The crystal structure of 3-(diphenylamino)-4-ethoxycyclobut-3-ene-1,2-dione (6) was determined by SXD, experimental details for which are supplied in the Supporting Information. Tables of atomic coordinates and atomic displacement parameters plus derived bond lengths and angles are also supplied (Tables S1a-S1e). The molecules pack in space group P2₁/c with the CH₃ of the OEt group disordered over 2 positions labelled A and B. The fractional site occupation for A and B refines as 54.7(4)% and 45.3(4)%. The site occupations are not equal as site B cannot be occupied simultaneously by two adjacent molecules as shown in Figure 3: Case 1, in which adjacent molecules have the CH₃ group both in position A, occurs with a probability of approximately 28%; Case 2, in which one of the molecules has the CH₃ group in position A and the other in position B, occurs with a probability of approximately 72% ( i.e. 36% as AB and 36% as BA); with the final Case 3 occurring with a probability of 0% due to the short distance between positions B and B resulting in unfavourable steric interactions.

3. Materials and Methods

3.1. Synthesis; General Information

The reaction detailed was conducted in oven-dried/flame dried glassware and under an inert atmosphere. Commercially available reagents purchased from Sigma Aldrich, Acros Organic and Fluorochem were used without further purification. Analytical thin layer chromatography (TLC) was performed on silica gel plates (Merck 60 Å, F₂₅₄, aluminium backed) visualised either with aid of a UV lamp (254 nm). Column chromatography was performed on silica gel (60-230 mesh). Dry loading for chromatography used the aforementioned silica gel. The pure isolated product was dried via a high vacuum pump (Vacuubrand, Rotary vane pump RZ 2.5, 4 x 10^-4 mbar).

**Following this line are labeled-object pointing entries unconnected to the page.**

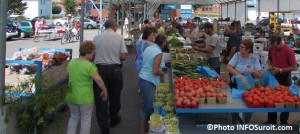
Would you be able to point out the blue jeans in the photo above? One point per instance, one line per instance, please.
(148, 91)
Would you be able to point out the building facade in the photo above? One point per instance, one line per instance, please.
(38, 8)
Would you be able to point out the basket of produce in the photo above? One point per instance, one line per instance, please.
(156, 123)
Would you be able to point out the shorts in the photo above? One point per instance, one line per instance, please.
(148, 91)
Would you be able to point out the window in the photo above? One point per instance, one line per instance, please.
(24, 24)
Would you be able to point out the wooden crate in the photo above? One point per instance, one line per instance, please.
(53, 75)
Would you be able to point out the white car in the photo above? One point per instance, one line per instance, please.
(60, 21)
(10, 35)
(206, 19)
(89, 24)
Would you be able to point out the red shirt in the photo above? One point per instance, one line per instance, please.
(282, 57)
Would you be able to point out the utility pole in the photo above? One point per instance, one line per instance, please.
(110, 10)
(3, 20)
(82, 20)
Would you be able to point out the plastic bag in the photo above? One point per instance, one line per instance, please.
(269, 79)
(188, 41)
(244, 83)
(237, 93)
(294, 89)
(207, 71)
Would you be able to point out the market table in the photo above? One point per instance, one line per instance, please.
(232, 106)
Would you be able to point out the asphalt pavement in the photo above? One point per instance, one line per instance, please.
(130, 100)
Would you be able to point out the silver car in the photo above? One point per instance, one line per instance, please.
(88, 23)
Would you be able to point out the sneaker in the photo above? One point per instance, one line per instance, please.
(115, 121)
(105, 130)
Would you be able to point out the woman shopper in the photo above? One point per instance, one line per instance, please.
(80, 95)
(147, 38)
(150, 76)
(241, 63)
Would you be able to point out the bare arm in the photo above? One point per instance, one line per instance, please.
(200, 45)
(97, 78)
(156, 65)
(256, 73)
(232, 70)
(231, 53)
(206, 50)
(123, 56)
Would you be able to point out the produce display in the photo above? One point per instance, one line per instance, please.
(279, 97)
(188, 68)
(164, 119)
(190, 93)
(48, 58)
(174, 42)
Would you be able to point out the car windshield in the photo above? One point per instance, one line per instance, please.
(25, 24)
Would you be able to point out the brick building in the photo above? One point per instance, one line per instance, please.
(214, 9)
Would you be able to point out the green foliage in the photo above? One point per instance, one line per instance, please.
(70, 5)
(39, 110)
(16, 7)
(196, 6)
(34, 113)
(55, 8)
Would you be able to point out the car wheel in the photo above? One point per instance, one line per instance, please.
(90, 26)
(22, 35)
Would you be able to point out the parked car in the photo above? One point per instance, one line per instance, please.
(26, 28)
(49, 25)
(206, 19)
(90, 24)
(10, 35)
(60, 21)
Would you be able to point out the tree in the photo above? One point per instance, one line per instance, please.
(70, 5)
(16, 7)
(55, 8)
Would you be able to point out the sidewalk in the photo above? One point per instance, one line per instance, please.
(130, 101)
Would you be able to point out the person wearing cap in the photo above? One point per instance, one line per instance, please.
(211, 46)
(69, 22)
(77, 25)
(110, 51)
(281, 62)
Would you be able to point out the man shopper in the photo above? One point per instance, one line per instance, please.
(233, 44)
(281, 61)
(211, 47)
(110, 51)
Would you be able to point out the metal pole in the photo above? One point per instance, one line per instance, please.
(246, 11)
(278, 12)
(258, 7)
(129, 19)
(235, 10)
(110, 10)
(100, 12)
(82, 20)
(3, 13)
(134, 14)
(123, 18)
(227, 10)
(145, 8)
(221, 14)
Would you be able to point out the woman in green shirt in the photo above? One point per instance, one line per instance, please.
(80, 96)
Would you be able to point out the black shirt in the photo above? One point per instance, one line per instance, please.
(234, 41)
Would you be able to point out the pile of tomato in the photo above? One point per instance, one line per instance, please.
(189, 92)
(267, 97)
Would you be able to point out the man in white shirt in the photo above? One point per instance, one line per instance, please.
(110, 51)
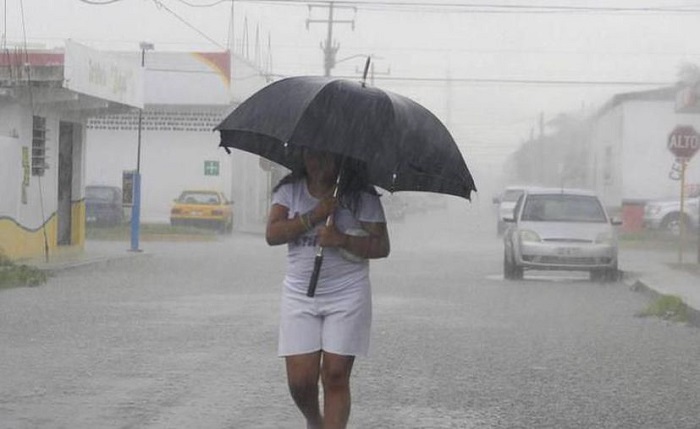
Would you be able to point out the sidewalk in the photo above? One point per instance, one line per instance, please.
(658, 272)
(95, 253)
(651, 270)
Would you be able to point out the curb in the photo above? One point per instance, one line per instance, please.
(59, 267)
(637, 284)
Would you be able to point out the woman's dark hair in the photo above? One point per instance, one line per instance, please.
(353, 181)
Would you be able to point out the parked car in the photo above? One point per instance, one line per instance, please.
(560, 229)
(103, 205)
(506, 203)
(665, 215)
(203, 208)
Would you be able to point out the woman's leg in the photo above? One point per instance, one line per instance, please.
(335, 375)
(302, 378)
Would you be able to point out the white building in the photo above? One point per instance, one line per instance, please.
(186, 95)
(45, 100)
(629, 161)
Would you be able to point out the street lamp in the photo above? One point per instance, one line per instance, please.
(136, 209)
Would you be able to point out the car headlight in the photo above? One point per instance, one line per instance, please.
(652, 210)
(527, 235)
(604, 238)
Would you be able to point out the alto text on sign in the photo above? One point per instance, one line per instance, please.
(683, 142)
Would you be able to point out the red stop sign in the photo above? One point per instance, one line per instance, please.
(683, 141)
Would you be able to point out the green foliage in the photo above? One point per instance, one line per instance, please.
(667, 307)
(13, 275)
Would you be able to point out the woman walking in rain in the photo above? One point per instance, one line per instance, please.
(320, 336)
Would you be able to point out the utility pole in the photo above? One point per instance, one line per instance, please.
(330, 48)
(373, 71)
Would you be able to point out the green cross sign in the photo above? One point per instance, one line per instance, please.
(211, 168)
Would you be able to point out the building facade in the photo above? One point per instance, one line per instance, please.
(42, 148)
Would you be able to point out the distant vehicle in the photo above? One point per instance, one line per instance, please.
(395, 207)
(103, 205)
(665, 215)
(506, 203)
(560, 229)
(203, 208)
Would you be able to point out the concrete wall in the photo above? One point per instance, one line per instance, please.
(173, 152)
(28, 211)
(647, 161)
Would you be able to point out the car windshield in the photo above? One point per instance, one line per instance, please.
(199, 198)
(99, 193)
(512, 195)
(563, 208)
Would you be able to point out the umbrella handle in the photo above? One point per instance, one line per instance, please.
(318, 261)
(364, 74)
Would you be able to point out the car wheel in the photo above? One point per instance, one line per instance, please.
(510, 270)
(595, 275)
(672, 223)
(507, 267)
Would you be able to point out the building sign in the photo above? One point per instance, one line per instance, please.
(211, 168)
(103, 75)
(26, 169)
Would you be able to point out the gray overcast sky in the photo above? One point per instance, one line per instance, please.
(489, 120)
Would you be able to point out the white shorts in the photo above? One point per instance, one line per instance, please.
(337, 323)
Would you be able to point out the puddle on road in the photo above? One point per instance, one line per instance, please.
(545, 277)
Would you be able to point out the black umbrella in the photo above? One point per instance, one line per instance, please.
(404, 146)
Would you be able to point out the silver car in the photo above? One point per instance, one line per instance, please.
(560, 229)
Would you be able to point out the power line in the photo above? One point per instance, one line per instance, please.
(500, 81)
(99, 3)
(473, 7)
(160, 4)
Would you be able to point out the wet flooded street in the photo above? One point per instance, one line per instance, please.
(185, 335)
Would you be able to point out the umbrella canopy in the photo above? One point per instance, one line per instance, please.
(405, 147)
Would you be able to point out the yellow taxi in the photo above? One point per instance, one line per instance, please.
(203, 208)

¹H NMR spectra were recorded on a Bruker AV400 at 400 MHz in DMSO-d₆. Observed signals are reported as follows: chemical shift in parts per million with the solvent as an internal standard, ((CD₃)₂SO δ 2.50 ppm), multiplicity (s = singlet, d = doublet, t = triplet, q = quartet, dd = doublet of doublets, and m = multiplet or overlap of non-equivalent resonances, br = broad), integration. ¹³C NMR spectra were recorded at 151 MHz in DMSO-d₆ and the observed signals were reported in the same format as that presented for ¹H NMR data: chemical shift in parts per million. Coupling constants (J) are reported in Hertz (Hz). All ¹H NMR spectra were obtained at 297.8 K, and ¹³C NMR experiments when run in (CD₃)₂SO were obtained at 318 K. Sample melting point was determined using Gallenkamp melting point apparatus MPD350.BM2.5. Elemental (CHN) analysis was conducted at London Metropolitan University using a ThermoFisher ThermoFlash 2000 CHNS/O analyser. SXD measurements were made using an Agilent Oxford Diffraction SuperNova equipped with a microfocus Cu Kα X-ray source and an HyPix Arc 100 hybrid pixel detector.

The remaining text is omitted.